O Messias se apresenta como esposo: título de Javé frequente no AT (Os 2; Is 49; 54; 62; Ez16 etc.), aplicado a Jesus no NT como esposa da nova aliança (Ef 5,22-32; cf. o noivo em Mt 22,1-14; 25,1-13). O casamento é tempo de alegria partilhada (Jr 16,8-9; Ct 3,11; 5,1; Sl 45), de “comer e beber” (5,30; cf. 7,34). Mas Lucas já conhece o tempo em que Jesus lhes foi arrebatado (Is 53,8): é o tempo da Igreja. Na Igreja Católica, a Sexta-feira Santa, “dia em que o noivo foi tirado”, é dia de jejum e abstinência da carne (como também é a Quarta-feira de Cinzas no início da quaresma).

Jesus contou-lhes ainda uma parábola: “Ninguém tira retalho de roupa nova para fazer remendo em roupa velha; senão vai rasgar a roupa nova, e o retalho novo não combinará com a roupa velha. Ninguém coloca vinho novo em odres velhos; porque, senão, o vinho novo arrebenta os odres velhos e se derrama; e os odres se perdem. Vinho novo deve ser colocado em odres novos (vv. 36-38).

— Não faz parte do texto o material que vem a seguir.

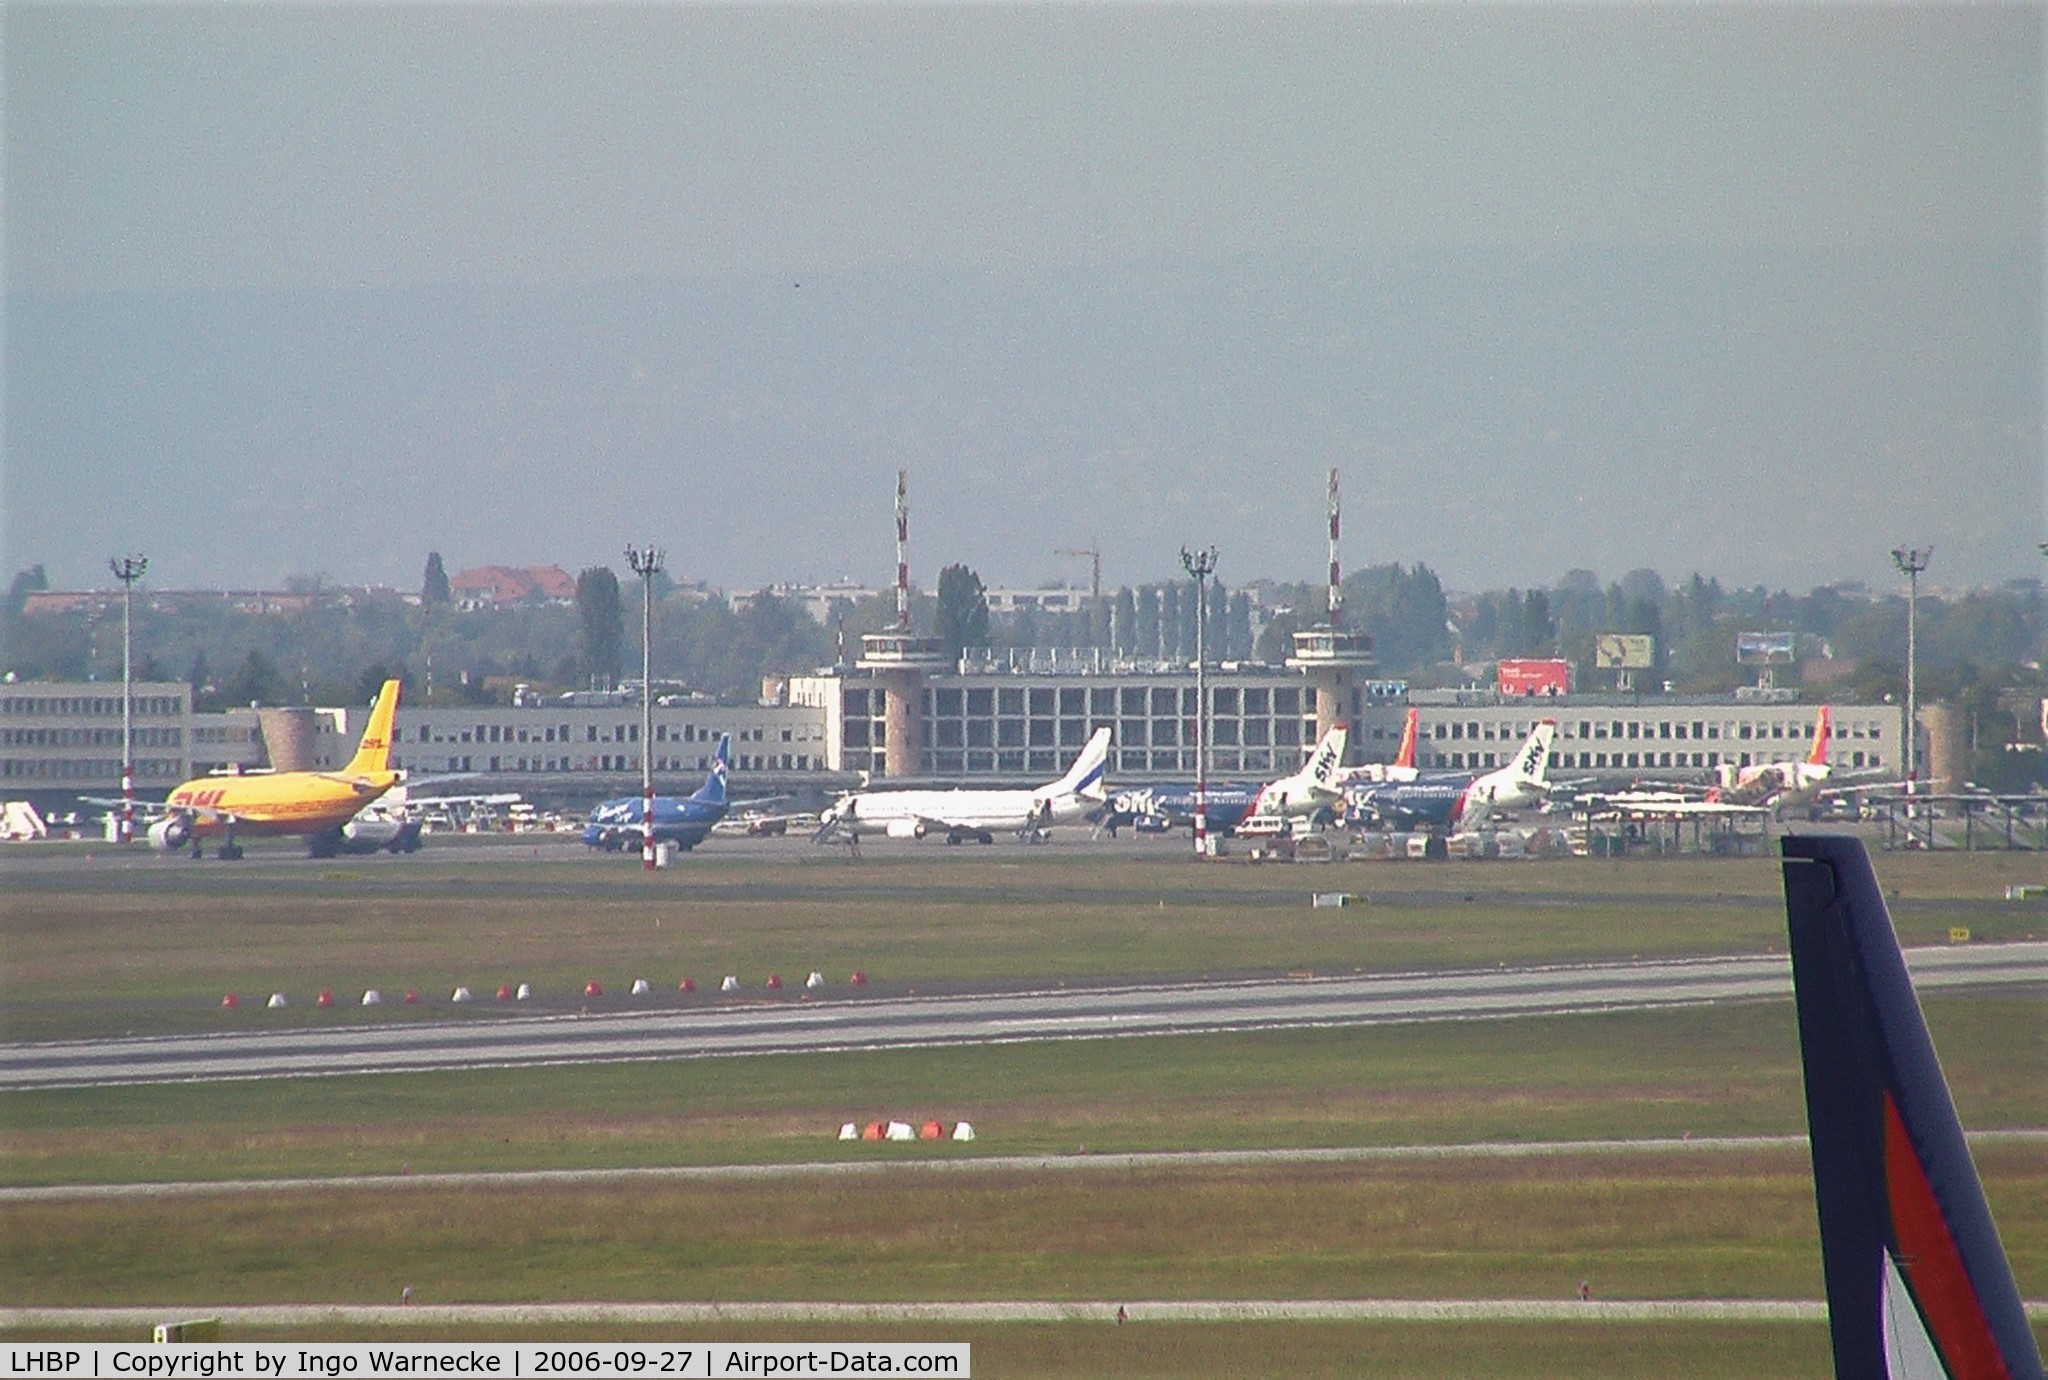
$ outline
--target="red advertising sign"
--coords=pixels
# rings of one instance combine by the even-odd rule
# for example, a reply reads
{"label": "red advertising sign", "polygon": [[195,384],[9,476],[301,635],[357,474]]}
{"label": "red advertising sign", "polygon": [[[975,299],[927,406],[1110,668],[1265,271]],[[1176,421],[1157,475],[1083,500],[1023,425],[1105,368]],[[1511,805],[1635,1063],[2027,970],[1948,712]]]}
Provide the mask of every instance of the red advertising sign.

Em v. 36, Lc classifica a resposta de Jesus como “parábola” (historinha de comparação). O casamento inaugura uma vida nova, não é um tapa-buraco, por isso “ninguém coloca remendo de pano novo em roupa velha” e “não se coloca vinho novo em odres velhos” (cf. Jó 32,19). Com a imagem do casamento combinam a da roupa e a do vinho. Ambas têm associações matrimoniais (p. ex. Is 52,1; 61,10; Sl 45, 9; Ct 2,4; 8,2) e servem para explicar a “novidade” (“renovando seu amor” diz Sf 3,17; o português “noivo” vem da palavra latim novus) “Antigo”, velho, é o adjetivo que Paulo aplica à aliança de Israel (2Cor 3,14). A imagem dos odres se encontra também em Jó 32,19. Ambas as imagens são muito expressivas, como se disséssemos: o Messias não vem para pôr remendos em panos gastos, ele traz um vinho que fermenta vida nova.

E ninguém, depois de beber vinho velho, deseja vinho novo; porque diz: o velho é melhor” (v. 39).

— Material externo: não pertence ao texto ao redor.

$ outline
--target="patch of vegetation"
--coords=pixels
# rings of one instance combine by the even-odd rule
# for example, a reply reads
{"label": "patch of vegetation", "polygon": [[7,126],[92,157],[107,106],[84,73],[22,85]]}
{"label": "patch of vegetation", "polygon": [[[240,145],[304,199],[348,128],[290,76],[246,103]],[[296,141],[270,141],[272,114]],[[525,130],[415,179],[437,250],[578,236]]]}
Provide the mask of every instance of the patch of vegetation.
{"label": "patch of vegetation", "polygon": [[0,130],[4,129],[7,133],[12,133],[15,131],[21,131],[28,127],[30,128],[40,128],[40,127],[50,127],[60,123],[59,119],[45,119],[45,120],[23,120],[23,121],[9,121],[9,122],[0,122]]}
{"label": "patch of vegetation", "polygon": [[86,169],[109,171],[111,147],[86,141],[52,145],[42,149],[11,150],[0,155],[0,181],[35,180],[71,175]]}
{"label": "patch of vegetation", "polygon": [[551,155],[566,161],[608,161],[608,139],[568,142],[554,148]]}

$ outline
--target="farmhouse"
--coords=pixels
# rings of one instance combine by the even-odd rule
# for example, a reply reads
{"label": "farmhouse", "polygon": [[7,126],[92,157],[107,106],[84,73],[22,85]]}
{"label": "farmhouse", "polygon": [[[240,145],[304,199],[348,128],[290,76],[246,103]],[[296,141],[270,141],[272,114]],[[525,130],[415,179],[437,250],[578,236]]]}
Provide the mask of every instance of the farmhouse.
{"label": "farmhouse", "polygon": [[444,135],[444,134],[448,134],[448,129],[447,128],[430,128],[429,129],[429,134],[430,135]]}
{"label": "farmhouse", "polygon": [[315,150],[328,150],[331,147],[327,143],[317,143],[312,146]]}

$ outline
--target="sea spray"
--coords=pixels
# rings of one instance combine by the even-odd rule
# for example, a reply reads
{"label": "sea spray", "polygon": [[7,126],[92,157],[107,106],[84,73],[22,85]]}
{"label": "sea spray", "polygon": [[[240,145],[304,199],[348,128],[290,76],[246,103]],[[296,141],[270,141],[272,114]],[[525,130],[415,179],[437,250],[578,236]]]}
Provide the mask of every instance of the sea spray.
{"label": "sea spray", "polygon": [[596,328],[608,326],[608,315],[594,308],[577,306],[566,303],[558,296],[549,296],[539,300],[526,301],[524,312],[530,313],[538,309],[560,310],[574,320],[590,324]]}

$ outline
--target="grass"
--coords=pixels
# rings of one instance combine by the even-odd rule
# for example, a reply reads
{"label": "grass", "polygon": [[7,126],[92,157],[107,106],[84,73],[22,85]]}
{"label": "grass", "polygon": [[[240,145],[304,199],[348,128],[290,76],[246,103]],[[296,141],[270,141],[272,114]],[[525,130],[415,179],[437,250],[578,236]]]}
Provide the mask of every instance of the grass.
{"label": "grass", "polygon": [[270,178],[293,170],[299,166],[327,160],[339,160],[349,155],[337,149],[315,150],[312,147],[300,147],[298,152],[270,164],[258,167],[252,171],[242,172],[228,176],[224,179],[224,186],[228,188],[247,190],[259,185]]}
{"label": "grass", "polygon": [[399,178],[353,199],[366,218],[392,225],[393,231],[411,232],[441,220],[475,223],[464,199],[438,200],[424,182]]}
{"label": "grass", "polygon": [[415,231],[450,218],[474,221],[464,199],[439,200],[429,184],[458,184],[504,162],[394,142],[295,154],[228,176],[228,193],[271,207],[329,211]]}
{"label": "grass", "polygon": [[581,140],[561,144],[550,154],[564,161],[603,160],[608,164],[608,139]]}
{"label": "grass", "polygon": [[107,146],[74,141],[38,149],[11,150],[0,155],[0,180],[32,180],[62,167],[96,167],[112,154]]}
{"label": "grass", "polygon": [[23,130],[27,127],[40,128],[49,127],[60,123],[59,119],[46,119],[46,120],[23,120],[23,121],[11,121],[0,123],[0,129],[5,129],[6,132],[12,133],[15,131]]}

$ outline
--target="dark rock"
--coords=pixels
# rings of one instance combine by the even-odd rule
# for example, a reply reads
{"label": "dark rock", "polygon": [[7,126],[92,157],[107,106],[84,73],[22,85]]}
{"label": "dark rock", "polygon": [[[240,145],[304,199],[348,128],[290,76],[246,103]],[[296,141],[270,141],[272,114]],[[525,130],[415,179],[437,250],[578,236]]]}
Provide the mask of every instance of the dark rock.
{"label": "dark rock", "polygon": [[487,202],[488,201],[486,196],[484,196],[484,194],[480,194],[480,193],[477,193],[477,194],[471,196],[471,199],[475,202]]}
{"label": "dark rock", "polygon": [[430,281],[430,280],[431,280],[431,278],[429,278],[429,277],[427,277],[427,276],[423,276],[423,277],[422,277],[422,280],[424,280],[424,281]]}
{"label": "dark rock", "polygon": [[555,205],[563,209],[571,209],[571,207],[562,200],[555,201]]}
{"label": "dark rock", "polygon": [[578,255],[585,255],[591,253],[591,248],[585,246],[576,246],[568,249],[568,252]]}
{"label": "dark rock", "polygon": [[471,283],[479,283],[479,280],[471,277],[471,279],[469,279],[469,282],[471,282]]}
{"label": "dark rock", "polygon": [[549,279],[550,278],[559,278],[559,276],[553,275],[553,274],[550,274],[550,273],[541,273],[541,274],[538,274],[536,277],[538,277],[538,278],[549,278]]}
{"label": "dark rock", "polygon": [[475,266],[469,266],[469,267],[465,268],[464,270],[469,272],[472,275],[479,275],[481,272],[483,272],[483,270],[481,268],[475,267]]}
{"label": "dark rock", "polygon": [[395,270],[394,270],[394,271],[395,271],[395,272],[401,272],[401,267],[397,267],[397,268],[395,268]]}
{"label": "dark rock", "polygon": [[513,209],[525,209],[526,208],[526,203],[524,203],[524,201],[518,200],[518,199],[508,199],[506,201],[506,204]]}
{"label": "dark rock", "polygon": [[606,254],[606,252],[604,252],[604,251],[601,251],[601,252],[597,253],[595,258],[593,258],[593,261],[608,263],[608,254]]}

Só Lc acrescenta esta frase final. O vinho mais velho é mais valorizado, porque tem sabor melhor do que o novo que precisa ainda amadurecer. O costume do antigo impede considerar a qualidade do novo, o que explica de certo modo porque os judeus rejeitaram Jesus (cf. 4,24). Quem está habituado às estruturas do velho sistema, e não se predispõe à mudança, jamais aceita a novidade trazida por Jesus. Em Jo 2,10, o vinho novo (transformado da água) de Jesus é o melhor.

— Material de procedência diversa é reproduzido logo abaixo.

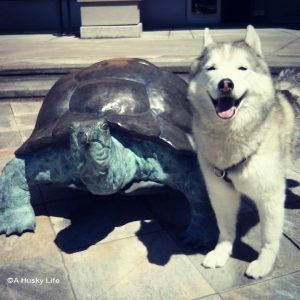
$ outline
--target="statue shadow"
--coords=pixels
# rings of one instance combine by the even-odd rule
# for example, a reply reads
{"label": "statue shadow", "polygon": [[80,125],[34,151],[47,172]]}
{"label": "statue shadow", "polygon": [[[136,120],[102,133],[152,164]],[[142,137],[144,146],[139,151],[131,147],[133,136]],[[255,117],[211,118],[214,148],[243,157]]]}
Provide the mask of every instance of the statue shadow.
{"label": "statue shadow", "polygon": [[[70,189],[61,193],[60,189],[54,188],[51,193],[44,191],[43,195],[47,196],[45,205],[47,214],[52,217],[55,243],[66,253],[133,236],[146,247],[148,261],[160,266],[176,254],[206,254],[210,250],[186,245],[179,237],[189,223],[190,208],[187,199],[176,191],[155,195],[95,196]],[[287,202],[286,208],[298,208],[295,203]],[[260,240],[258,223],[255,209],[239,214],[233,257],[246,262],[257,258],[257,251],[250,245]],[[245,236],[247,242],[243,241]]]}
{"label": "statue shadow", "polygon": [[[101,241],[135,236],[140,221],[153,220],[145,196],[96,196],[66,188],[42,186],[41,189],[46,198],[46,213],[56,233],[55,243],[66,253],[83,251]],[[163,194],[156,197],[159,201]],[[159,229],[157,223],[151,223],[140,234]]]}

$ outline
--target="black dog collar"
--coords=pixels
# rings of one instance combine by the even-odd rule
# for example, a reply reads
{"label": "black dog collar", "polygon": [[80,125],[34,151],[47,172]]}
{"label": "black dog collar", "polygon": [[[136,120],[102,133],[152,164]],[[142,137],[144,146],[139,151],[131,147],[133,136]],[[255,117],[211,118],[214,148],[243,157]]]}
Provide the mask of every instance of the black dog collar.
{"label": "black dog collar", "polygon": [[[250,156],[252,156],[252,154]],[[232,180],[230,178],[228,178],[228,176],[227,176],[228,172],[234,171],[235,169],[237,169],[240,165],[242,165],[245,161],[247,161],[250,158],[250,156],[243,158],[238,163],[236,163],[236,164],[234,164],[234,165],[232,165],[232,166],[230,166],[230,167],[228,167],[224,170],[221,170],[217,167],[214,167],[215,175],[219,178],[223,178],[228,183],[232,183]]]}

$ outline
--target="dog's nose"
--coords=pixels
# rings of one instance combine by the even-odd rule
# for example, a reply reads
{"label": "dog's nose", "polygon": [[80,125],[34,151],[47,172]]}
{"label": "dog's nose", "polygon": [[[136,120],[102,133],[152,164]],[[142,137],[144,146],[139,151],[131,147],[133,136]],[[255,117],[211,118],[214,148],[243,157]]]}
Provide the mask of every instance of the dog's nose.
{"label": "dog's nose", "polygon": [[218,89],[223,93],[230,93],[234,88],[234,84],[231,79],[222,79],[218,84]]}

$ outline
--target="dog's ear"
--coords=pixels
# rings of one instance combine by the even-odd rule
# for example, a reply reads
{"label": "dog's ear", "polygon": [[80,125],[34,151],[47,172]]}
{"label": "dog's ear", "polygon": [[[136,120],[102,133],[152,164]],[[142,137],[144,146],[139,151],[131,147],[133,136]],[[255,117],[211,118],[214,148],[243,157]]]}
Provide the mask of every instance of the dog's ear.
{"label": "dog's ear", "polygon": [[212,39],[209,29],[204,29],[204,35],[203,35],[203,46],[204,48],[208,47],[209,45],[213,44],[214,40]]}
{"label": "dog's ear", "polygon": [[252,49],[254,49],[257,54],[259,54],[260,56],[263,55],[261,51],[260,38],[252,25],[248,25],[247,27],[245,42]]}

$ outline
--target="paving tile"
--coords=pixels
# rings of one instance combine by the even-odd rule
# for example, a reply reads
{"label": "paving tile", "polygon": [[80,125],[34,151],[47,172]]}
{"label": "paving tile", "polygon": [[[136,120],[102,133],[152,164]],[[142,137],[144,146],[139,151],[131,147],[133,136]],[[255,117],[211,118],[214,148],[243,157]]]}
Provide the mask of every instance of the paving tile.
{"label": "paving tile", "polygon": [[20,131],[24,130],[33,130],[35,126],[35,121],[37,118],[37,114],[28,114],[28,115],[19,115],[16,116],[16,123]]}
{"label": "paving tile", "polygon": [[288,202],[285,209],[284,233],[300,249],[300,201]]}
{"label": "paving tile", "polygon": [[1,265],[0,295],[3,300],[75,299],[61,258],[52,255]]}
{"label": "paving tile", "polygon": [[46,42],[52,39],[57,39],[57,36],[53,34],[13,34],[13,35],[1,35],[0,41],[1,42],[8,42],[8,41],[22,41],[22,40],[33,40],[35,42]]}
{"label": "paving tile", "polygon": [[[286,55],[286,56],[299,56],[299,49],[300,43],[296,43],[294,45],[294,38],[293,37],[285,37],[285,38],[278,38],[278,39],[270,39],[267,38],[262,42],[262,50],[265,55]],[[284,66],[284,64],[282,65]]]}
{"label": "paving tile", "polygon": [[0,112],[1,119],[0,119],[0,134],[2,132],[10,132],[10,131],[17,131],[18,127],[16,121],[14,119],[13,114],[3,115]]}
{"label": "paving tile", "polygon": [[[203,33],[203,29],[192,30],[192,34],[195,39],[202,39]],[[216,38],[218,40],[220,40],[220,38],[227,40],[236,40],[242,38],[245,35],[246,31],[243,29],[227,29],[223,32],[223,30],[210,29],[210,33],[213,38]]]}
{"label": "paving tile", "polygon": [[[209,27],[209,26],[208,26]],[[274,29],[274,28],[265,28],[265,29],[260,29],[260,28],[256,28],[256,31],[258,33],[258,35],[262,38],[265,37],[281,37],[281,38],[285,38],[285,37],[293,37],[295,36],[290,34],[290,33],[286,33],[283,32],[281,29]],[[195,36],[195,38],[199,38],[203,36],[203,29],[197,29],[197,30],[192,30],[193,35]],[[246,35],[246,26],[244,28],[234,28],[234,29],[211,29],[210,28],[210,32],[211,35],[213,36],[221,36],[223,39],[224,38],[228,38],[228,39],[241,39],[244,38]],[[299,33],[299,31],[296,31]]]}
{"label": "paving tile", "polygon": [[101,197],[80,191],[79,195],[46,202],[56,243],[65,252],[162,229],[151,222],[154,217],[145,207],[143,196]]}
{"label": "paving tile", "polygon": [[223,300],[220,295],[218,294],[214,294],[214,295],[210,295],[210,296],[207,296],[207,297],[201,297],[201,298],[197,298],[195,300]]}
{"label": "paving tile", "polygon": [[300,30],[295,30],[295,29],[286,29],[286,28],[281,28],[280,29],[283,33],[288,33],[294,36],[300,36]]}
{"label": "paving tile", "polygon": [[32,134],[32,130],[33,130],[33,128],[32,129],[25,129],[25,130],[20,131],[21,138],[22,138],[23,142],[25,142],[25,141],[27,141],[27,139],[29,139],[29,137]]}
{"label": "paving tile", "polygon": [[[192,30],[192,34],[196,39],[202,39],[203,38],[203,30]],[[246,30],[236,30],[236,29],[231,29],[231,30],[211,30],[211,35],[213,39],[216,42],[226,42],[226,41],[235,41],[235,40],[240,40],[244,39],[246,34]],[[291,43],[293,40],[296,39],[295,36],[293,35],[287,35],[284,33],[281,33],[278,31],[260,31],[258,30],[258,34],[261,38],[262,41],[262,49],[264,51],[264,54],[273,54],[277,50],[283,48],[285,45],[288,45]],[[289,49],[290,46],[288,46],[286,49]],[[296,47],[296,46],[295,46]],[[294,48],[295,48],[294,47]],[[283,48],[283,54],[289,54],[290,52],[286,53],[284,52]],[[298,55],[296,48],[292,50],[294,55]],[[281,51],[276,52],[276,54],[281,53]]]}
{"label": "paving tile", "polygon": [[300,272],[221,294],[224,300],[297,300],[299,295]]}
{"label": "paving tile", "polygon": [[194,36],[191,30],[171,30],[170,31],[170,40],[191,40]]}
{"label": "paving tile", "polygon": [[276,52],[276,55],[299,56],[300,37]]}
{"label": "paving tile", "polygon": [[19,147],[22,144],[19,131],[7,131],[0,134],[0,149]]}
{"label": "paving tile", "polygon": [[169,35],[169,30],[143,31],[141,38],[144,40],[167,40]]}
{"label": "paving tile", "polygon": [[35,207],[35,232],[26,232],[21,236],[0,236],[0,266],[21,262],[27,258],[43,256],[59,256],[60,252],[54,244],[54,232],[49,217],[45,216],[42,206]]}
{"label": "paving tile", "polygon": [[5,165],[14,157],[14,153],[15,148],[0,149],[0,175]]}
{"label": "paving tile", "polygon": [[[215,36],[223,36],[227,39],[230,35],[237,38],[245,35],[244,28],[234,30],[220,29],[212,32]],[[296,35],[283,32],[281,28],[258,29],[258,33],[261,35],[264,44],[268,36],[269,39],[278,41],[285,37],[296,37]],[[176,42],[176,45],[170,42]],[[80,39],[56,38],[46,43],[36,42],[33,37],[27,39],[19,39],[17,37],[7,40],[3,45],[5,47],[2,50],[3,58],[0,58],[0,63],[5,68],[45,67],[49,65],[78,67],[86,66],[99,59],[118,56],[144,57],[152,60],[153,58],[166,55],[164,63],[168,63],[168,59],[172,60],[175,52],[176,55],[188,54],[193,56],[199,52],[199,41],[194,39],[188,39],[185,40],[185,43],[182,43],[182,40],[170,39],[147,40],[140,38],[83,41]],[[70,51],[65,51],[66,47],[72,49],[71,56]],[[101,57],[99,57],[97,49],[101,49]],[[285,58],[281,59],[281,63],[284,62]],[[294,59],[294,65],[295,63],[297,63],[297,60],[295,62]]]}
{"label": "paving tile", "polygon": [[[205,269],[201,266],[204,259],[202,253],[191,253],[189,259],[194,266],[207,279],[217,292],[254,284],[261,280],[254,280],[244,276],[248,263],[256,259],[260,248],[260,226],[257,212],[240,214],[237,225],[238,236],[233,256],[225,267],[218,269]],[[189,254],[187,252],[187,254]],[[280,252],[275,263],[275,268],[262,280],[275,278],[298,271],[300,268],[300,251],[284,236],[281,240]]]}
{"label": "paving tile", "polygon": [[3,116],[6,116],[6,115],[10,115],[12,114],[12,108],[10,106],[10,103],[7,102],[7,101],[1,101],[0,102],[0,115],[1,115],[1,118]]}
{"label": "paving tile", "polygon": [[15,150],[15,148],[0,149],[0,160],[8,160],[13,158]]}
{"label": "paving tile", "polygon": [[[143,244],[144,243],[144,244]],[[63,254],[78,299],[195,299],[214,290],[164,233]]]}
{"label": "paving tile", "polygon": [[37,114],[42,106],[42,101],[23,101],[23,102],[11,102],[11,107],[14,115],[32,115]]}
{"label": "paving tile", "polygon": [[16,122],[9,102],[0,102],[0,133],[17,131]]}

O site da CNBB comenta: A maioria das novidades que nós encontramos no dia a dia não passa, na verdade, de mudanças superficiais em coisas que já existiam antes ou de uma continuidade de um processo evolutivo, de modo que muito pouco vemos de realmente novo. Por isso, temos muita dificuldade em ver a novidade do Evangelho, não percebemos que na verdade ele nos apresenta valores que não existiam antes e uma forma totalmente nova de nos relacionarmos com Deus e com as outras pessoas. Se não estivermos bem atentos e totalmente abertos para a novidade do Evangelho, corremos o risco de querer fazer com que ele seja remendo novo em pano velho, ou vinho novo em odres velhos, uma continuidade dos valores do homem velho, algo que não se insere na realidade nem a transforma.